My horse was making funny faces the other night so i checked in her mouth to see that she has kind of deep indents between her front incisors. There is loads of grass and stuff caught and they generally look dirty and has plaque build up too (ok she is 18 but still....)

How on earth do i scrape it out? I tried to with my finger but she sort of wiggles her muzzle and isnt still long enough to clean them?!

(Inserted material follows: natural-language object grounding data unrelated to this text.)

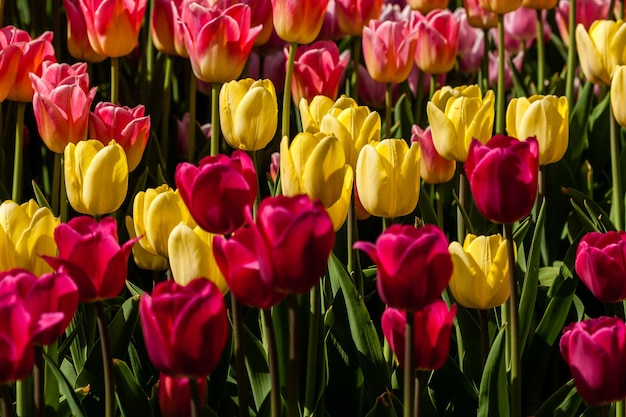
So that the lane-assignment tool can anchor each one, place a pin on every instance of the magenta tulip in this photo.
(414, 265)
(503, 177)
(185, 328)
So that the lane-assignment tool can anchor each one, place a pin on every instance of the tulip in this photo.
(503, 177)
(218, 191)
(318, 70)
(432, 329)
(437, 42)
(248, 113)
(90, 254)
(90, 168)
(601, 49)
(316, 165)
(388, 176)
(546, 118)
(389, 49)
(595, 351)
(218, 40)
(481, 267)
(457, 116)
(414, 265)
(185, 328)
(298, 21)
(26, 232)
(128, 127)
(113, 25)
(433, 168)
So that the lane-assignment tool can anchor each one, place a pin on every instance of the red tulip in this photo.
(595, 351)
(601, 264)
(432, 327)
(90, 254)
(414, 265)
(185, 327)
(503, 177)
(218, 191)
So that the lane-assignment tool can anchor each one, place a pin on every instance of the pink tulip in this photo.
(432, 328)
(90, 254)
(318, 70)
(414, 265)
(185, 328)
(128, 127)
(218, 191)
(113, 25)
(595, 351)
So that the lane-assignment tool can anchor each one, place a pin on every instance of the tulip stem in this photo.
(513, 333)
(107, 361)
(287, 93)
(18, 160)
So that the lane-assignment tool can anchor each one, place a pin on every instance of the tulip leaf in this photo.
(131, 398)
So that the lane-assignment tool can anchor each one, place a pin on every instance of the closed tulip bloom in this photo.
(503, 177)
(601, 49)
(546, 118)
(458, 115)
(437, 42)
(595, 351)
(316, 165)
(97, 277)
(218, 191)
(248, 113)
(388, 176)
(389, 50)
(218, 40)
(185, 327)
(433, 168)
(481, 267)
(601, 264)
(26, 232)
(298, 21)
(91, 167)
(432, 327)
(413, 265)
(113, 25)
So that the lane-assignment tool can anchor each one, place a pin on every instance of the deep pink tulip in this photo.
(318, 70)
(185, 327)
(601, 264)
(128, 127)
(90, 254)
(432, 328)
(238, 261)
(503, 177)
(437, 42)
(218, 191)
(113, 25)
(595, 351)
(218, 40)
(414, 265)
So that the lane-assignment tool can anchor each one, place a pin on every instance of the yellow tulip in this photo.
(456, 116)
(316, 165)
(26, 232)
(388, 177)
(601, 49)
(547, 118)
(480, 273)
(96, 176)
(191, 256)
(248, 113)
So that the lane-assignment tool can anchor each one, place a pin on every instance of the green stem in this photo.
(107, 361)
(513, 333)
(287, 93)
(18, 160)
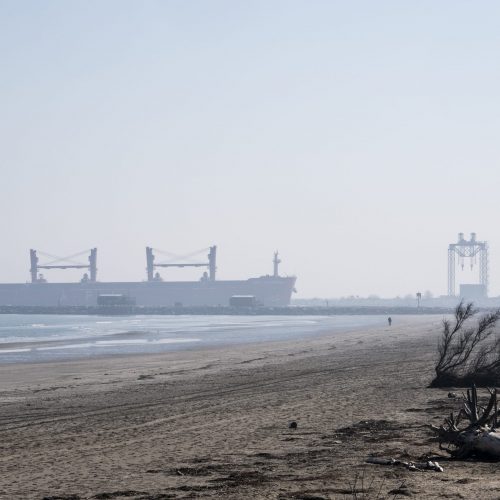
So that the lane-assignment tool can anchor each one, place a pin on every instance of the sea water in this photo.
(41, 338)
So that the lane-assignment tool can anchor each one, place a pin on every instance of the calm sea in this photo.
(39, 338)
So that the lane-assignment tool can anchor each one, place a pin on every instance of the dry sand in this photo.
(214, 423)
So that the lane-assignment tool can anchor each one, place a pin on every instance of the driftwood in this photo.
(479, 435)
(412, 466)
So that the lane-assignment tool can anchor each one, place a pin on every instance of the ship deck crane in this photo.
(63, 263)
(176, 261)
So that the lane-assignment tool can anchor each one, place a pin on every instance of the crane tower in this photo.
(467, 249)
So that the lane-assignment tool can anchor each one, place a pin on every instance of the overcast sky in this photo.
(356, 137)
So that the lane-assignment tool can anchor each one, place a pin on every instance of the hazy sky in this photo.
(356, 137)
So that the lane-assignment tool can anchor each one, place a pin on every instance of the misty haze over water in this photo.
(41, 338)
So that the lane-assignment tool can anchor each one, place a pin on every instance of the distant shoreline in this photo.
(224, 310)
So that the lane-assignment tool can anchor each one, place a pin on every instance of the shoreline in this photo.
(214, 423)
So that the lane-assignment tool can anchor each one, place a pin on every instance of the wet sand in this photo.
(213, 423)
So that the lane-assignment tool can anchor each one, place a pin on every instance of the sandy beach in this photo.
(214, 423)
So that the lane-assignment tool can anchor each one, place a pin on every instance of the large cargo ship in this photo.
(269, 290)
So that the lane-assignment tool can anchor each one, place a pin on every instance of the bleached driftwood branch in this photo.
(413, 466)
(479, 436)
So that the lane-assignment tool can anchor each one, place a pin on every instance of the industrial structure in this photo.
(468, 249)
(268, 290)
(64, 263)
(210, 264)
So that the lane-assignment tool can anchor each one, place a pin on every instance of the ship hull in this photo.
(268, 291)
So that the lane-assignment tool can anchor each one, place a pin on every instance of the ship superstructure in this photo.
(269, 290)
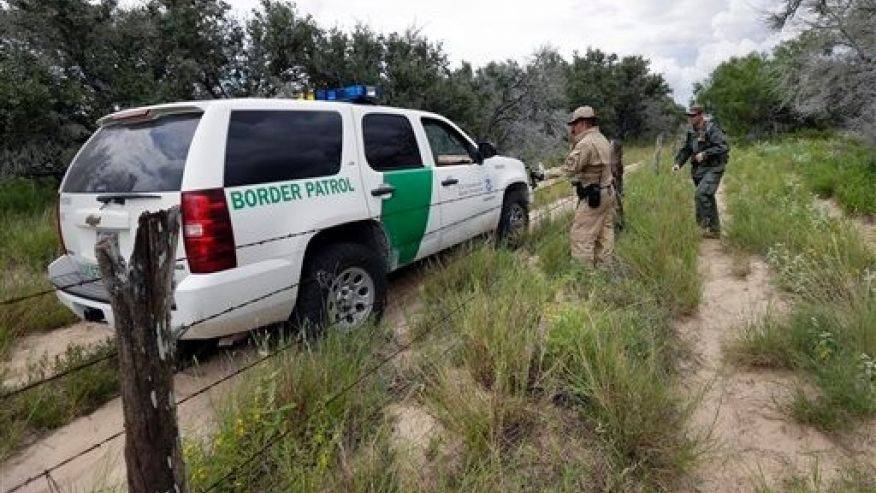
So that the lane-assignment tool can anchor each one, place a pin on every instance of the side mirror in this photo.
(487, 150)
(538, 173)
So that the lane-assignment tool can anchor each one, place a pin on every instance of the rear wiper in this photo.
(119, 198)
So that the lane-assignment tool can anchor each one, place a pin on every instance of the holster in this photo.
(591, 193)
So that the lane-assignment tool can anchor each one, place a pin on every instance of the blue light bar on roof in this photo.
(350, 94)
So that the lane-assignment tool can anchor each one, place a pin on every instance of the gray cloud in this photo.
(685, 39)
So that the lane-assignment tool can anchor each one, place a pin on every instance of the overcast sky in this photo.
(684, 39)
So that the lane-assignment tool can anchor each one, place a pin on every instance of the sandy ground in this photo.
(104, 466)
(751, 438)
(30, 349)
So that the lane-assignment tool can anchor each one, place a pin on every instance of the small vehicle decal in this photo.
(288, 192)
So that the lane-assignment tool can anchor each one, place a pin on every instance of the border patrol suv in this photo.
(304, 206)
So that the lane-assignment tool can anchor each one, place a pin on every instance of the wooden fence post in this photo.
(140, 293)
(658, 151)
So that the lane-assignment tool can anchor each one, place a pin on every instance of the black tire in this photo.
(514, 221)
(321, 272)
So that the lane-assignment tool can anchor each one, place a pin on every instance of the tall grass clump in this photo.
(55, 404)
(660, 243)
(838, 167)
(28, 243)
(613, 373)
(828, 269)
(325, 445)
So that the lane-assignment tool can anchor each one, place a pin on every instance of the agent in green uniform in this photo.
(706, 146)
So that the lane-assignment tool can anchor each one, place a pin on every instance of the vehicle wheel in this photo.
(514, 221)
(342, 286)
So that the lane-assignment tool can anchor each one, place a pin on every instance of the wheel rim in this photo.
(350, 298)
(516, 220)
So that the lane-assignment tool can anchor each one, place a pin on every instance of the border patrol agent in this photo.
(589, 167)
(706, 146)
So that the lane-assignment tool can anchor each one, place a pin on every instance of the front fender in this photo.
(510, 172)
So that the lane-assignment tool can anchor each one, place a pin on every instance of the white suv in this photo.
(304, 206)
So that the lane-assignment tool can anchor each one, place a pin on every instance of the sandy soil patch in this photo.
(752, 438)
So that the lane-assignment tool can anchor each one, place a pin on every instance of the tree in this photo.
(830, 71)
(743, 94)
(624, 93)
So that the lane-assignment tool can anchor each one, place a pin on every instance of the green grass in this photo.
(851, 478)
(828, 337)
(29, 242)
(838, 167)
(288, 397)
(57, 403)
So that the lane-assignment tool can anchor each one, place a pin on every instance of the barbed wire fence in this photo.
(182, 330)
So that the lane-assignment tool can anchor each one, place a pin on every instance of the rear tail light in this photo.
(207, 231)
(58, 226)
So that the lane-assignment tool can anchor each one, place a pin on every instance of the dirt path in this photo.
(30, 349)
(105, 466)
(752, 439)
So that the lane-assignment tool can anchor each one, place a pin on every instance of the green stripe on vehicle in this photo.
(406, 214)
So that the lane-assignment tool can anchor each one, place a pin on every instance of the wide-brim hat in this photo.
(581, 113)
(694, 110)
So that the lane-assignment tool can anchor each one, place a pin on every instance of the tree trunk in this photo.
(140, 294)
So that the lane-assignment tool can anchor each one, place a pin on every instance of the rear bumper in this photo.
(199, 298)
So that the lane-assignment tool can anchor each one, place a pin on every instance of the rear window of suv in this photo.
(136, 157)
(270, 146)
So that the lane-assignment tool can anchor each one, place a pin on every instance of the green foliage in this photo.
(29, 243)
(291, 398)
(824, 263)
(64, 64)
(631, 101)
(742, 93)
(840, 168)
(55, 404)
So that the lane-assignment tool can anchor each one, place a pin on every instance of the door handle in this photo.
(383, 189)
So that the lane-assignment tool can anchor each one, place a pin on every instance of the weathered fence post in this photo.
(658, 151)
(140, 293)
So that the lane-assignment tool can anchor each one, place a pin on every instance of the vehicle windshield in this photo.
(137, 157)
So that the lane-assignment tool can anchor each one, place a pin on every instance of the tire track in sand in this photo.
(750, 438)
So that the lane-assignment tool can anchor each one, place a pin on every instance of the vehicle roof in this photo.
(245, 103)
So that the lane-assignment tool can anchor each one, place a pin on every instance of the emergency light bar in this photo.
(350, 94)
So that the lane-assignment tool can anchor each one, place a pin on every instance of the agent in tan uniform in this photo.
(589, 167)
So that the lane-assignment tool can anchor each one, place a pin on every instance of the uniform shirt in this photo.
(711, 141)
(589, 161)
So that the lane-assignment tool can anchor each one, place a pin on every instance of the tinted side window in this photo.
(390, 143)
(268, 146)
(137, 157)
(448, 147)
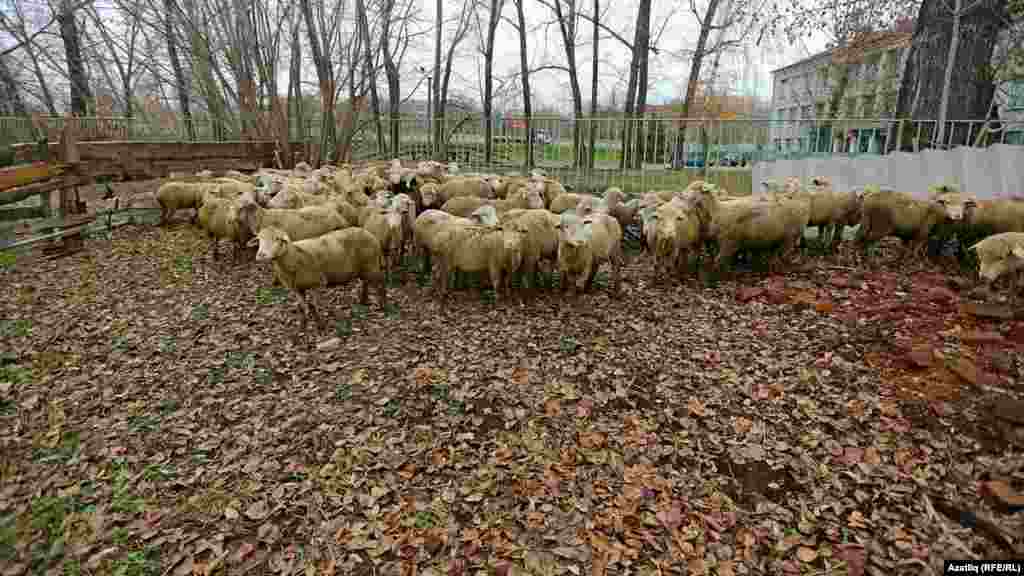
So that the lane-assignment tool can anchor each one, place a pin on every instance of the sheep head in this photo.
(573, 231)
(535, 197)
(272, 243)
(428, 194)
(484, 215)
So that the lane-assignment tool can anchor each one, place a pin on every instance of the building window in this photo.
(867, 106)
(1015, 95)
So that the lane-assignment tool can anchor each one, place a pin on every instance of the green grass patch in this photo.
(14, 374)
(263, 376)
(183, 263)
(15, 328)
(200, 313)
(122, 500)
(66, 452)
(343, 328)
(271, 295)
(138, 563)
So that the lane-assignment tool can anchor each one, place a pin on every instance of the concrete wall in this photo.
(986, 172)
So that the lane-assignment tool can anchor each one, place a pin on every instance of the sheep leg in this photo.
(616, 269)
(496, 281)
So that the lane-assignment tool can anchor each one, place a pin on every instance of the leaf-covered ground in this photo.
(163, 413)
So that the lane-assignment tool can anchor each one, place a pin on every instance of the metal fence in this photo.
(654, 152)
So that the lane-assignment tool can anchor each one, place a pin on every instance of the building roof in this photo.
(867, 42)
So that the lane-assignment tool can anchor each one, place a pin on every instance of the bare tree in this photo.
(10, 96)
(524, 79)
(636, 91)
(441, 83)
(15, 26)
(322, 31)
(567, 26)
(80, 93)
(123, 53)
(494, 16)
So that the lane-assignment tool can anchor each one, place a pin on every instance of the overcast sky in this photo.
(750, 73)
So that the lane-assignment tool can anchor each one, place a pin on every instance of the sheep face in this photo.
(574, 232)
(403, 204)
(428, 194)
(484, 215)
(535, 197)
(248, 211)
(954, 204)
(271, 242)
(497, 184)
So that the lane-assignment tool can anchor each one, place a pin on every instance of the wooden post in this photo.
(69, 195)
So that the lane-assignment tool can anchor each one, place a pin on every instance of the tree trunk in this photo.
(180, 83)
(494, 17)
(524, 75)
(969, 86)
(641, 45)
(435, 124)
(360, 9)
(12, 101)
(393, 86)
(325, 74)
(76, 66)
(296, 88)
(567, 26)
(592, 151)
(693, 81)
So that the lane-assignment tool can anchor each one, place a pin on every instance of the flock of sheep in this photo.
(334, 224)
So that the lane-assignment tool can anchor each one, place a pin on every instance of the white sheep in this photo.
(475, 248)
(219, 218)
(1001, 254)
(583, 245)
(756, 225)
(887, 212)
(540, 239)
(426, 229)
(177, 196)
(336, 257)
(677, 233)
(385, 223)
(298, 224)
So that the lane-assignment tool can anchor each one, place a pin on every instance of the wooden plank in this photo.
(27, 173)
(66, 232)
(20, 193)
(7, 214)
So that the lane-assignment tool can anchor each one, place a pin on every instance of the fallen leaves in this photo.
(732, 440)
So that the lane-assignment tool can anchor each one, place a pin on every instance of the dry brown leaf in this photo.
(423, 375)
(807, 554)
(741, 425)
(856, 520)
(520, 376)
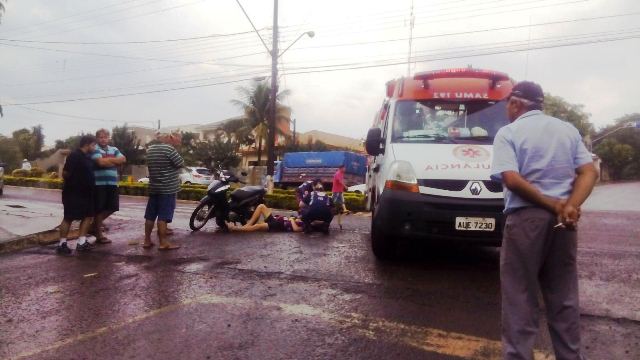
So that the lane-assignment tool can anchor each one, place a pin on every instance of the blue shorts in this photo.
(338, 198)
(160, 206)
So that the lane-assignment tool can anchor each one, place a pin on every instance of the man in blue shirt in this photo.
(547, 173)
(107, 196)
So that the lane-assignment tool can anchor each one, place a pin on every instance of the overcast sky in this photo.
(336, 78)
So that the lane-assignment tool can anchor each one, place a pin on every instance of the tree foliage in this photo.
(211, 153)
(254, 101)
(10, 153)
(620, 148)
(573, 113)
(70, 143)
(128, 143)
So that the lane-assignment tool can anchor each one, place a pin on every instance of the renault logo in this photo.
(475, 188)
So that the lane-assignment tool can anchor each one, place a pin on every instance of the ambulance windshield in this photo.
(474, 122)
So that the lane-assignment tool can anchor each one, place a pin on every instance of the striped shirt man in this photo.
(106, 175)
(164, 165)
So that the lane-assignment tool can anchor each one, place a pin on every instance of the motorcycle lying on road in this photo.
(238, 207)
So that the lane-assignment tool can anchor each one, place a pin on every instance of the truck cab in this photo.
(431, 145)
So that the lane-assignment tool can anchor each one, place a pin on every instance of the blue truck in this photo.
(298, 167)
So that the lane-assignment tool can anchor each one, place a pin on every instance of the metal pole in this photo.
(294, 132)
(271, 133)
(411, 23)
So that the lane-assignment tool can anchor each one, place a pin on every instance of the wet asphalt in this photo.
(296, 296)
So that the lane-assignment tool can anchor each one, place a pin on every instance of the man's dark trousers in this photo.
(536, 256)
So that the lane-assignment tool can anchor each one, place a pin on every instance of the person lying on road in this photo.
(272, 223)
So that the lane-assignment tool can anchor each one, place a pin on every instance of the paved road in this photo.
(275, 296)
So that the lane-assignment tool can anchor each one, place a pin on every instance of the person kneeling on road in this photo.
(272, 223)
(317, 208)
(303, 190)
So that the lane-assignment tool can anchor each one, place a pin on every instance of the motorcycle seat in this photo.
(247, 192)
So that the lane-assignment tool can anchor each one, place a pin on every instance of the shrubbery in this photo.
(35, 172)
(20, 173)
(280, 199)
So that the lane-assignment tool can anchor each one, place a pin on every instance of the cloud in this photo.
(600, 76)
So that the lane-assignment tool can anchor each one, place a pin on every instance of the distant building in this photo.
(332, 140)
(143, 133)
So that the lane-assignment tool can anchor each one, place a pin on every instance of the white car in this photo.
(196, 175)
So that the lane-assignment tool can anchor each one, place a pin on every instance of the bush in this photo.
(20, 173)
(36, 172)
(277, 200)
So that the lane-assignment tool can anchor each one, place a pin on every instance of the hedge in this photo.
(283, 199)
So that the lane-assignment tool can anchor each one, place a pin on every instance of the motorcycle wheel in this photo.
(200, 216)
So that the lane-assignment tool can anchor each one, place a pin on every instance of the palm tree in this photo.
(255, 104)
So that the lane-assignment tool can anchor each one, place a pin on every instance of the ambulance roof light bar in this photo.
(494, 76)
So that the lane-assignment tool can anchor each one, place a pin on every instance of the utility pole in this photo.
(294, 132)
(411, 23)
(271, 133)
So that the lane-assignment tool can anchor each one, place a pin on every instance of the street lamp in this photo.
(308, 33)
(275, 54)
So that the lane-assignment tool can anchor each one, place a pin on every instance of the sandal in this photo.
(169, 247)
(103, 240)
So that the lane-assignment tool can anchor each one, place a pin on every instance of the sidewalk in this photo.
(22, 217)
(24, 223)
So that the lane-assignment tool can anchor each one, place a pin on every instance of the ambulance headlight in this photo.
(402, 177)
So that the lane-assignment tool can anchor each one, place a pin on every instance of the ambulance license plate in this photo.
(475, 224)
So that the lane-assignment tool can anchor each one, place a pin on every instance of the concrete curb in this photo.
(42, 238)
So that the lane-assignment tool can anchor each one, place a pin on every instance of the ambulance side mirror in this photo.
(373, 144)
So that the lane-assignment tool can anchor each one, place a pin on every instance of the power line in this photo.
(338, 68)
(68, 115)
(128, 42)
(462, 56)
(124, 18)
(125, 56)
(468, 32)
(128, 94)
(118, 3)
(36, 29)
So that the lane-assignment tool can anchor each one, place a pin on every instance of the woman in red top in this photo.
(338, 194)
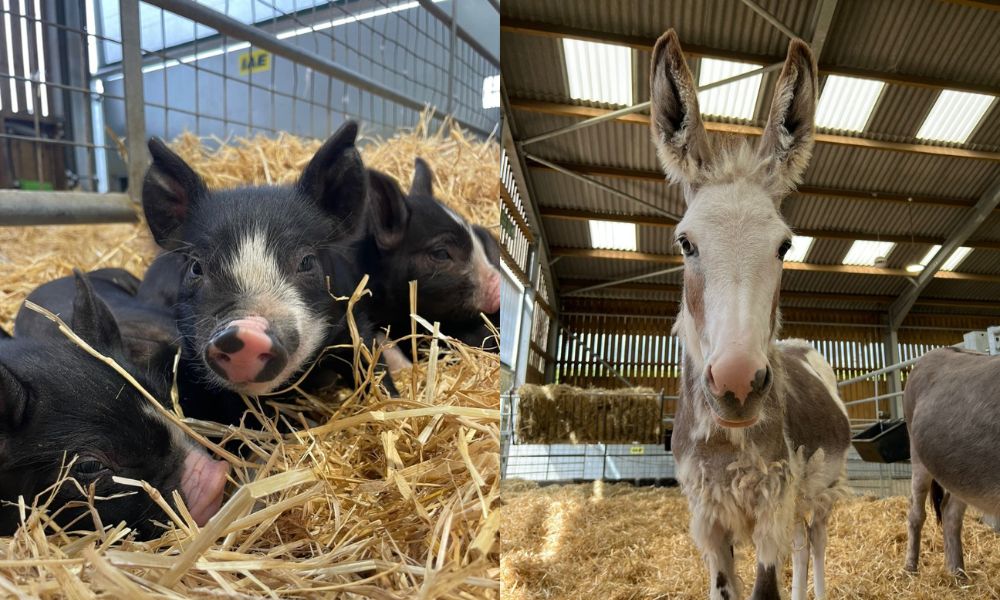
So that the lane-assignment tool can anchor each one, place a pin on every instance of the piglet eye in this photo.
(784, 248)
(89, 467)
(687, 247)
(308, 263)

IDEAS on a postcard pllllleeease


----------



## lochpearl (4 July 2008)

have you had a EDT out recently? It might be worth asking them for some advice? If only I could actually get near both of my horses teeth!!!


----------



## Apalacia01 (4 July 2008)

Colgate!? I guess the dentist could come and do some plaque removal - she needs a trip to the dental hygienist!


----------



## Rayado05 (4 July 2008)

Give them a white cabbage to eat.


----------



## Silverspring (4 July 2008)

A metal toothpick out of boots will do the trick!  My dentist told me to get one and try to pick her teeth every other day to keep them clean (she's 22) to be honest she totally hate it at first and threw many tantrums but after a while she just got used to the fact I pick her teeth and there is no getting away from it!  I have to say I lost the toothpick and haven't been doing it for a while, I know I'll get in trouble next time the dentist is out!


----------



## Drummer (4 July 2008)

I brush my horses teeth every now and again, he loves it!!!  I just get a toothbrush load it up with paste give them a good scrub then rinse with the hose and he has minty fresh breath!!


----------



## LizGooch1 (4 July 2008)

White cabbage?! 

I can just see my horse ingesting said toothbrush!!! Maybe I'll give it a go..


----------



## Kenzo (4 July 2008)

I'd avoid putting your hands and fingers in your horses mouth at all cost, even if it is just for a scrap and polish lol! 

It's suprising how many people have lost the ends of there fingers in horses mouths by simply checking their horses teeth, feeling for sharp edges and these are people who are familiar with a horses mouth and where the teeth lay...trust me, leave it to the professionals...its their job 

and keep your fingers in tact.


----------



## kellyeaton (4 July 2008)

look in the equi trader there are some treats for horses teeth in there i think they are called bites by blue chip!


----------